I have enjoyed so many Carmack talks but this presentation is so jarring it makes me uncomfortable.


Loginwall - anyone have a summary?


Seems to be about VR tech so far. It's mostly about social media stuff thus far, with complaints about slow login times and how the Horizon Worlds doesn't integrate with the rest of the system and has interface issues. John wants more screen sharing for people in VR chat like environments.

John is obsessive about eliminating lag everywhere. Ironic that his facial animations are slightly lagging the audio track.


Also, the facial animations are so limited in expressiveness it makes it look like he's suffering from blunted affect.


They probably calibrated them on Mark Zuckerburg.


I clicked through and it's a livestream of Carmack's VR avatar somewhat out-of-sync with his voice.

I think it's live now and hopefully there'll be a transcript later.



Tune in to Carmack Unscripted at Meta Connect to hear John Carmack’s unscripted take on the future of technology.

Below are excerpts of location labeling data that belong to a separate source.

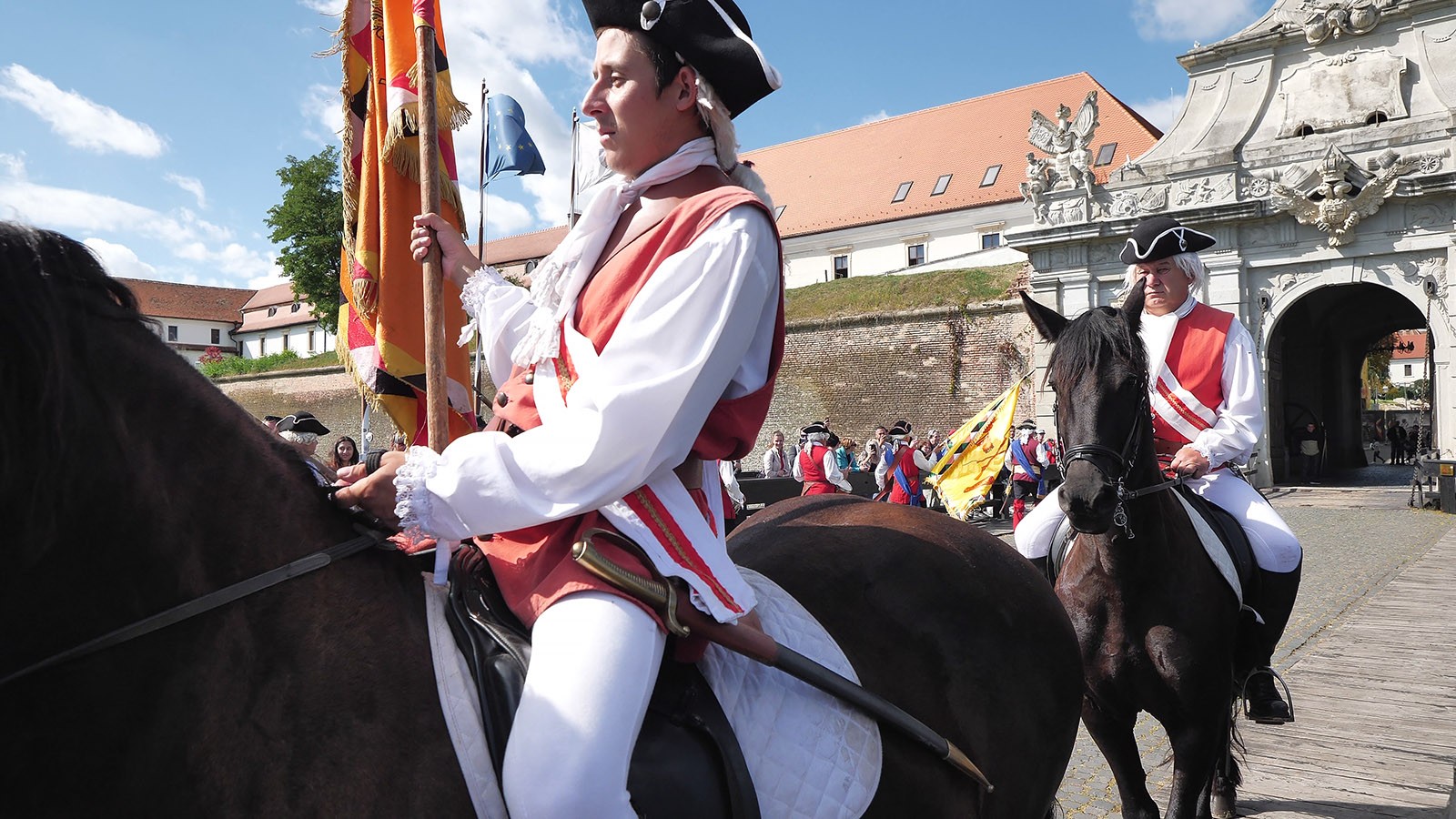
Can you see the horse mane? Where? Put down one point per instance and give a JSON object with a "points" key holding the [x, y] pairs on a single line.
{"points": [[1085, 339]]}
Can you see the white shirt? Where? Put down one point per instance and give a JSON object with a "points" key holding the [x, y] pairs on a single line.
{"points": [[641, 410], [1241, 417], [832, 471]]}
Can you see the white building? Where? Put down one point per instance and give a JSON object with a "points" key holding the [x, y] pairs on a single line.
{"points": [[191, 318], [274, 321]]}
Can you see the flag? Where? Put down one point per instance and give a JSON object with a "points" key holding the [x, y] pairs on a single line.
{"points": [[383, 341], [975, 455], [510, 147]]}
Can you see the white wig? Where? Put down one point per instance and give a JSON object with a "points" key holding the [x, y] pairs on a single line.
{"points": [[1188, 263]]}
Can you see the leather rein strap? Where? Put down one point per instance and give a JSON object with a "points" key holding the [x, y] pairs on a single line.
{"points": [[208, 602]]}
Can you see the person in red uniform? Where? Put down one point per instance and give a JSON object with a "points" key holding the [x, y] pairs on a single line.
{"points": [[817, 467], [644, 354]]}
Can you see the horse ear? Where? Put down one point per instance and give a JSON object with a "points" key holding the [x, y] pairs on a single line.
{"points": [[1048, 322], [1133, 308]]}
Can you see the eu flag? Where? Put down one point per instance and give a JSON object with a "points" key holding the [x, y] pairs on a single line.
{"points": [[510, 147]]}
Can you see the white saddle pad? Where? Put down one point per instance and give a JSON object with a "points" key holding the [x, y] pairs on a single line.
{"points": [[810, 753]]}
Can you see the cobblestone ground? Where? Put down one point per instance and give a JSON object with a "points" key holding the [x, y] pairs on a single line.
{"points": [[1358, 532]]}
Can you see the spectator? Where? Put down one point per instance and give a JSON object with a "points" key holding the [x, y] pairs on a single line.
{"points": [[1309, 452], [346, 453], [815, 465], [778, 462], [1026, 458]]}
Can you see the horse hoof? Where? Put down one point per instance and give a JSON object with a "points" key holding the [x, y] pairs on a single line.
{"points": [[1220, 802]]}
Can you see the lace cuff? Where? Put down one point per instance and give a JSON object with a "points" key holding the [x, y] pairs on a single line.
{"points": [[412, 500]]}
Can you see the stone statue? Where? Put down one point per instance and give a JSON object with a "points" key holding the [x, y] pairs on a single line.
{"points": [[1331, 207], [1037, 184], [1067, 140]]}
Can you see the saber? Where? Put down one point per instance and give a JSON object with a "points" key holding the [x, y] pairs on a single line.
{"points": [[759, 646]]}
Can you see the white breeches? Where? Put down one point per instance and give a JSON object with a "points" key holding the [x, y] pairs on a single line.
{"points": [[1271, 540], [594, 661]]}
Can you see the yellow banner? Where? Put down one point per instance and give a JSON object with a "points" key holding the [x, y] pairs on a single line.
{"points": [[975, 455]]}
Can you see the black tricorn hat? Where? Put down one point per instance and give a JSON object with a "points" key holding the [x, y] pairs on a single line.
{"points": [[1162, 237], [302, 423], [711, 35]]}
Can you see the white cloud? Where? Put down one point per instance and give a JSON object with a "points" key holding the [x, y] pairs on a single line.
{"points": [[1179, 19], [189, 184], [1161, 111], [120, 259], [79, 121]]}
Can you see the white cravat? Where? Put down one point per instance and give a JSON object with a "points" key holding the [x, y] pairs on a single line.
{"points": [[561, 276]]}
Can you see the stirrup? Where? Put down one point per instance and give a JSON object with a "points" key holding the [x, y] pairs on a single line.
{"points": [[1249, 710]]}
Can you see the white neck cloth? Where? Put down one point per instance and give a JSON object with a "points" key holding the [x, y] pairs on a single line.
{"points": [[560, 278]]}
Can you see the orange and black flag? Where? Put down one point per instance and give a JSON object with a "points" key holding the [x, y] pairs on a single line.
{"points": [[383, 339]]}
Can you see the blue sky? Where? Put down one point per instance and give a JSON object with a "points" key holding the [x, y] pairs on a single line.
{"points": [[155, 136]]}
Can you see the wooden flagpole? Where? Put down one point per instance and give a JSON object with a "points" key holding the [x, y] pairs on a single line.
{"points": [[437, 405]]}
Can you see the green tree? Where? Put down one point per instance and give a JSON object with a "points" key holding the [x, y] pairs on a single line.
{"points": [[309, 225]]}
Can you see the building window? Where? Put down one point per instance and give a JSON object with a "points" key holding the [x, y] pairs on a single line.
{"points": [[916, 254]]}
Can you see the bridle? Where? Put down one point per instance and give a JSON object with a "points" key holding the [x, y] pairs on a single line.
{"points": [[1120, 460]]}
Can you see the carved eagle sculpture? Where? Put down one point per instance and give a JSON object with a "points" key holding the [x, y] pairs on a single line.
{"points": [[1331, 208]]}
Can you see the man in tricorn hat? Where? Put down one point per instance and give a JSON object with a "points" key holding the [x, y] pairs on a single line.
{"points": [[1026, 460], [1208, 411], [817, 467], [644, 353]]}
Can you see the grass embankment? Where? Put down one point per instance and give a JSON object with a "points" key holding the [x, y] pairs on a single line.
{"points": [[830, 299], [893, 293]]}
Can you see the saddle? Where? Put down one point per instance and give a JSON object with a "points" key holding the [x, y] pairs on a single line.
{"points": [[1222, 523], [688, 760]]}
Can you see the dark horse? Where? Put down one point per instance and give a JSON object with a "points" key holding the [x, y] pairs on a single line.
{"points": [[133, 484], [1155, 620]]}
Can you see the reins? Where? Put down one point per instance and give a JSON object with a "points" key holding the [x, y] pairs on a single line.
{"points": [[1123, 460], [210, 601]]}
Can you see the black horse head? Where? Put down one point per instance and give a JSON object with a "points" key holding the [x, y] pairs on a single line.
{"points": [[1098, 370]]}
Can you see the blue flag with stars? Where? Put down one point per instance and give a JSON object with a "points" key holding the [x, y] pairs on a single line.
{"points": [[510, 147]]}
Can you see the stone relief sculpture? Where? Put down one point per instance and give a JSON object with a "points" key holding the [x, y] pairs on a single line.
{"points": [[1067, 140], [1038, 182], [1332, 207], [1325, 19]]}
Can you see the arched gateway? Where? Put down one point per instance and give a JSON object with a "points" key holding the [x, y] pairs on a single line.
{"points": [[1317, 146]]}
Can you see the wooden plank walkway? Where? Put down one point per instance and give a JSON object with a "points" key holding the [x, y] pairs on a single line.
{"points": [[1375, 732]]}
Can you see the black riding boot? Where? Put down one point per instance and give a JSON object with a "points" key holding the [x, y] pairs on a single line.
{"points": [[1276, 601]]}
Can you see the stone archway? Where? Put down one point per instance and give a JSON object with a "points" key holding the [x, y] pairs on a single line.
{"points": [[1314, 353]]}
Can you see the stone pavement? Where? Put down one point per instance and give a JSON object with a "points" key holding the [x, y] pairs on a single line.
{"points": [[1359, 535]]}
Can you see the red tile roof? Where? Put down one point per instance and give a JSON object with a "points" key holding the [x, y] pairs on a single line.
{"points": [[169, 300], [848, 178]]}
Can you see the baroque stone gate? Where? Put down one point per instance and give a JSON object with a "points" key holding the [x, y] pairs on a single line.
{"points": [[1317, 146]]}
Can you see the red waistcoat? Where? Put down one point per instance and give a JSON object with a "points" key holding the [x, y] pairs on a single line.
{"points": [[1188, 389]]}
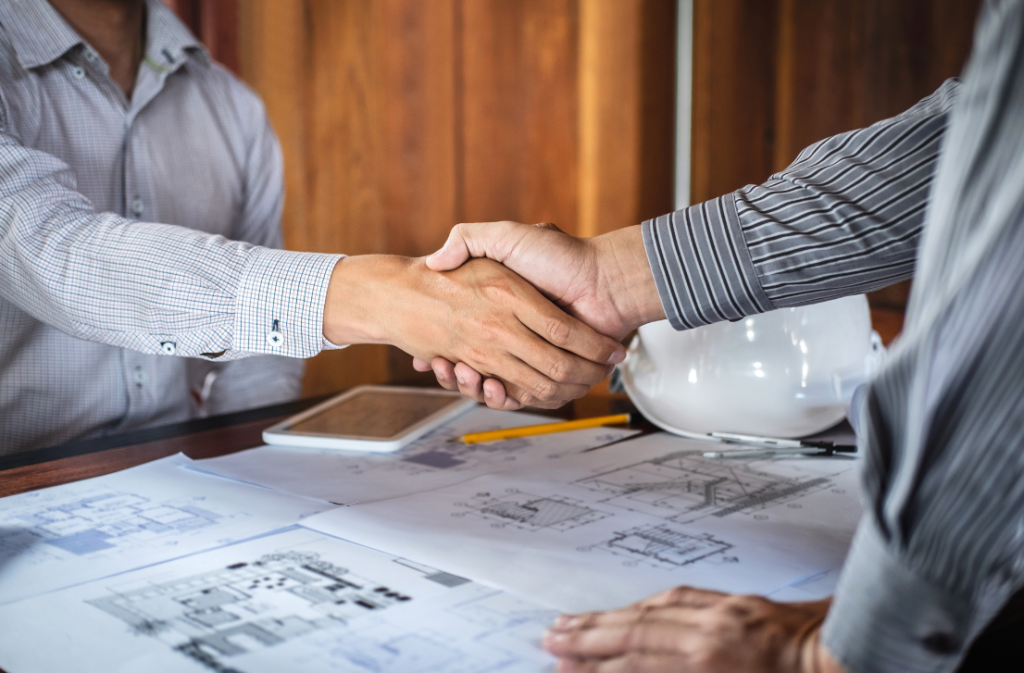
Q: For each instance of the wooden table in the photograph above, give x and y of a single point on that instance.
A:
(997, 649)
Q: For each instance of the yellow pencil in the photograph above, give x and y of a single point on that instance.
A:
(547, 428)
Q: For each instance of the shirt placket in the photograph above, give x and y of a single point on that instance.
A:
(141, 372)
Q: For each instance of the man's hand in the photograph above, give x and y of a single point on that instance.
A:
(605, 282)
(695, 631)
(481, 314)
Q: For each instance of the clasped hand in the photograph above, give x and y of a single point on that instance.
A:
(481, 314)
(605, 282)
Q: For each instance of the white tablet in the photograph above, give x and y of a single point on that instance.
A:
(378, 418)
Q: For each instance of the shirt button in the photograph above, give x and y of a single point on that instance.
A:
(941, 643)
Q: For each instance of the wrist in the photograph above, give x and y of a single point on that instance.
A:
(625, 277)
(814, 658)
(356, 298)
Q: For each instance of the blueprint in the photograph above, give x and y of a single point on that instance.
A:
(470, 629)
(609, 527)
(70, 534)
(431, 462)
(295, 599)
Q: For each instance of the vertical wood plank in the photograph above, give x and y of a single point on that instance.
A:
(218, 23)
(609, 118)
(733, 102)
(492, 109)
(419, 123)
(549, 161)
(657, 109)
(345, 164)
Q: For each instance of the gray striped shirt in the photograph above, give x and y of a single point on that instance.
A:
(936, 193)
(93, 296)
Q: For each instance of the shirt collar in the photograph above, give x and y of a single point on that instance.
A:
(40, 35)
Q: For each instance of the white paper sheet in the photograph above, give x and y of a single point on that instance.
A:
(432, 462)
(293, 600)
(70, 534)
(609, 527)
(471, 629)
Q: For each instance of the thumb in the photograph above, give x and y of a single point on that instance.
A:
(494, 240)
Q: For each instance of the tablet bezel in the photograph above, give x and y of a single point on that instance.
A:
(281, 434)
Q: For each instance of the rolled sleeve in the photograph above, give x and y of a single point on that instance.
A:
(701, 266)
(282, 295)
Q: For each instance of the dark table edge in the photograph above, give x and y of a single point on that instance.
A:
(37, 456)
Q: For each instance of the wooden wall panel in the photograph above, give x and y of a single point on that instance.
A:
(772, 77)
(733, 95)
(418, 81)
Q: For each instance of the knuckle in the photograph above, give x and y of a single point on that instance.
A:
(557, 331)
(545, 390)
(561, 370)
(633, 662)
(679, 594)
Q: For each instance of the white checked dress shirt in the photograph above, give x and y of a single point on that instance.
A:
(105, 316)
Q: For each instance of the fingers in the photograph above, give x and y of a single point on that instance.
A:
(560, 329)
(684, 597)
(644, 631)
(645, 663)
(494, 240)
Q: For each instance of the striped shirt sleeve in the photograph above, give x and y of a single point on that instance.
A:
(844, 218)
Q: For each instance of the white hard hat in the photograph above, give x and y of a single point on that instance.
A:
(787, 373)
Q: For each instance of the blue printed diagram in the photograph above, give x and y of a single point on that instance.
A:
(684, 487)
(664, 545)
(253, 604)
(530, 512)
(486, 630)
(101, 520)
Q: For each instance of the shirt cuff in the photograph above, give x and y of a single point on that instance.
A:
(701, 266)
(281, 303)
(885, 618)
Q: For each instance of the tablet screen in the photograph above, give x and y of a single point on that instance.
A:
(373, 414)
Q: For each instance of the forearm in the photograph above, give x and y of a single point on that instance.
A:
(142, 286)
(845, 218)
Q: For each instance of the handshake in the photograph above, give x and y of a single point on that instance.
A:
(511, 314)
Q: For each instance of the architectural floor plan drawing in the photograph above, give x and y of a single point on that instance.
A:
(87, 530)
(472, 629)
(665, 545)
(685, 487)
(650, 512)
(431, 462)
(531, 512)
(207, 611)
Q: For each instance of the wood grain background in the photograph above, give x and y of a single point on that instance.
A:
(400, 118)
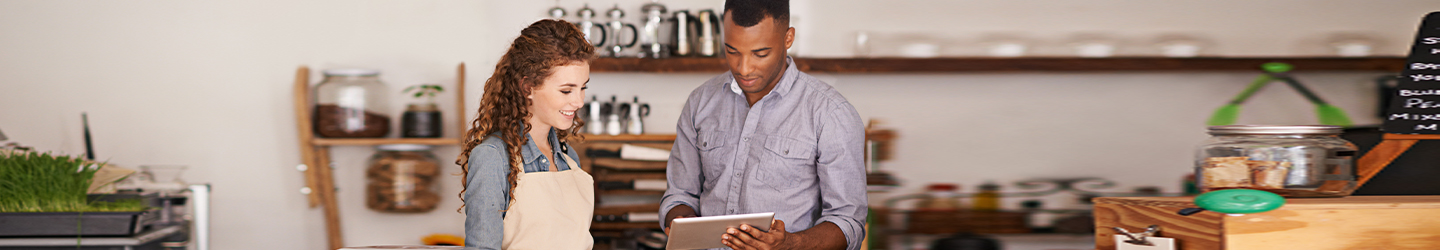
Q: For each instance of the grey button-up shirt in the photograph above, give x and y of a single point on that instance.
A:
(798, 153)
(487, 193)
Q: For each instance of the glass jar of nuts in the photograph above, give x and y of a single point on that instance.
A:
(402, 178)
(1288, 160)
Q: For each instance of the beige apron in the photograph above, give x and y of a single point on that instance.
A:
(552, 210)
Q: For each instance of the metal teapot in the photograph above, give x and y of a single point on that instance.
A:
(650, 40)
(683, 33)
(707, 42)
(615, 48)
(588, 25)
(634, 115)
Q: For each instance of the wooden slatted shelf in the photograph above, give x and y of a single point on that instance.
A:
(630, 165)
(938, 65)
(316, 151)
(630, 193)
(382, 141)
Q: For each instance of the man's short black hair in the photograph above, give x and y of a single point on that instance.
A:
(750, 12)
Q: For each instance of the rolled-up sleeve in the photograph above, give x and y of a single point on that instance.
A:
(841, 171)
(683, 171)
(486, 197)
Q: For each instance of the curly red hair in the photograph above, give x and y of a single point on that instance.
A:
(530, 59)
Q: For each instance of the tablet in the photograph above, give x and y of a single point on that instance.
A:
(704, 232)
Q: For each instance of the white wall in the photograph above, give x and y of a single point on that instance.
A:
(208, 85)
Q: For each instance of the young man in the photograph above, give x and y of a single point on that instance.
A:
(768, 138)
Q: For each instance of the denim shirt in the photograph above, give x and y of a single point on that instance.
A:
(798, 153)
(488, 191)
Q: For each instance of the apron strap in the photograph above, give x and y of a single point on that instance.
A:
(568, 160)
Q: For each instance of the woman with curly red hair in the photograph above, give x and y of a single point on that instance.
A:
(523, 187)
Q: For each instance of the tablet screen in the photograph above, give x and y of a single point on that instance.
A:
(704, 232)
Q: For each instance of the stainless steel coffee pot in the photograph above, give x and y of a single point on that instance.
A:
(595, 112)
(683, 33)
(588, 26)
(615, 48)
(612, 119)
(556, 12)
(709, 39)
(634, 114)
(650, 39)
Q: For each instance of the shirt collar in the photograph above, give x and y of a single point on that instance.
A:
(781, 88)
(530, 151)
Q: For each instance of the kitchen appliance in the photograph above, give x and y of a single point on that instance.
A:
(556, 12)
(634, 114)
(595, 117)
(612, 118)
(650, 40)
(615, 48)
(683, 33)
(588, 25)
(707, 42)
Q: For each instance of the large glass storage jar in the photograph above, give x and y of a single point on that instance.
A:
(352, 104)
(402, 178)
(1288, 160)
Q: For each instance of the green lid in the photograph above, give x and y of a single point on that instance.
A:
(1239, 201)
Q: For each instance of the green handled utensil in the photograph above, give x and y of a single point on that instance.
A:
(1328, 114)
(1227, 114)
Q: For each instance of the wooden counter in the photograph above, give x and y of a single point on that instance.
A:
(1364, 221)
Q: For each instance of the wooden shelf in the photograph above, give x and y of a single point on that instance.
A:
(382, 141)
(624, 226)
(642, 137)
(631, 193)
(630, 165)
(938, 65)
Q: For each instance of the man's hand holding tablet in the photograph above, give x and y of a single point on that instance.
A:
(723, 230)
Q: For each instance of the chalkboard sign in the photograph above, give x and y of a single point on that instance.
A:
(1414, 107)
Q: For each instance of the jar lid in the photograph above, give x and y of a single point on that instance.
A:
(1275, 130)
(352, 72)
(403, 147)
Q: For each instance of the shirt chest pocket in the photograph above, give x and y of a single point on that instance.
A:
(788, 163)
(714, 154)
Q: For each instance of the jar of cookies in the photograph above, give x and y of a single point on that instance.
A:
(402, 178)
(1286, 160)
(352, 104)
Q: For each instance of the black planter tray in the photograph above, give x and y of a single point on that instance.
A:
(69, 224)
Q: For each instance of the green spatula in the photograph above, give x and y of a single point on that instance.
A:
(1328, 114)
(1227, 114)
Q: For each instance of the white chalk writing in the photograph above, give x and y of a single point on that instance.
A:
(1414, 92)
(1417, 102)
(1414, 117)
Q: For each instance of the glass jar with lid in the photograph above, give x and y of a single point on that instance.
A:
(352, 104)
(1288, 160)
(402, 178)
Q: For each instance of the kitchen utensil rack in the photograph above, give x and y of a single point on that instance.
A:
(314, 151)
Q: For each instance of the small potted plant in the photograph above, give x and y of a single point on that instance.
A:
(43, 194)
(422, 119)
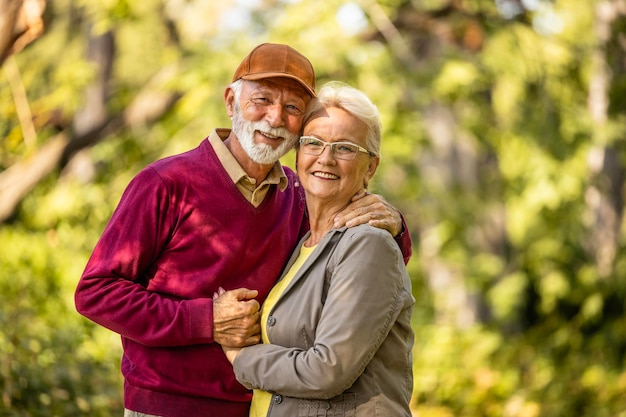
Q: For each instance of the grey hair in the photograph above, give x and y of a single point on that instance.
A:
(342, 96)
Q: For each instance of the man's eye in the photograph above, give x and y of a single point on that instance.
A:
(291, 109)
(260, 100)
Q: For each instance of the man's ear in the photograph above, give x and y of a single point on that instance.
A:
(229, 101)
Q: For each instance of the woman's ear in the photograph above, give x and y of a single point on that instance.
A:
(373, 165)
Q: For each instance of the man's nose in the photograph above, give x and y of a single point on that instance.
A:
(274, 115)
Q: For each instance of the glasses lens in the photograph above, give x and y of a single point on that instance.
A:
(311, 145)
(345, 150)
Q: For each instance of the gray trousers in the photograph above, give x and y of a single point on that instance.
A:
(129, 413)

I hope a video of the event will be uploaded to YouTube, for some reason it didn't want to play on my MS Edge Android... Only works on Chrome when on Desktop mode, but that's really not usable...


I feel like this whole thing could be a webcam and some snapchat filters. I must be getting old, because I just don't get it...


I don't understand what I'm supposed to find at this link. It seems like just a Facebook events page? I'm confused...


They are working with low bandwidth graphics, I wonder if that is part of their global strategy…


Anyone have a link to a recording that has speed control?


For those of us without Facebook accounts, what is this?


No closed captions or sign language interpreter?


Carmack never stops talking for even a moment. Never repeats himself and clearly expresses his thoughts in real time. It's some sort of autism I presume.


I find it very inspiring to be able to express your thoughts in such a clear and concise manner. Most people are usually either very charismatic/good presenters, or highly technical. But Carmack does both while still sounding friendly and just in general excited about tech.


Carmack used to be pretty bad at giving talks but he kept doing them, and because of that, has gotten a lot better at it. Practice makes perfect.


Probably a condensed version of his 5 hour Lex Fridman interview. https://www.youtube.com/watch?v=I845O57ZSy4


That interview is great but I don't think there's any overlap. This is focused on VR, something that was only touched on in the Lex interview.


Not at all. Carmack does these each year at Connect, and they're always fairly bespoke to the things that Meta are working on and just announced


He seems to do an annual "update" video from wherever he's at, about minutiae of whatever he's working on at the time. It used to be QuakeCon keynotes[1] when he was at id.

[1]: https://archive.org/details/john-carmack-quakecon-keynotes


I'm surprised people are shitting on this so hard. The facial animations are quite impressive and everything else isn't that bad.

It's not amazing, but it's not unwatchable either. I can imagine this becoming a good alternative (Not replacement!) to in-person events.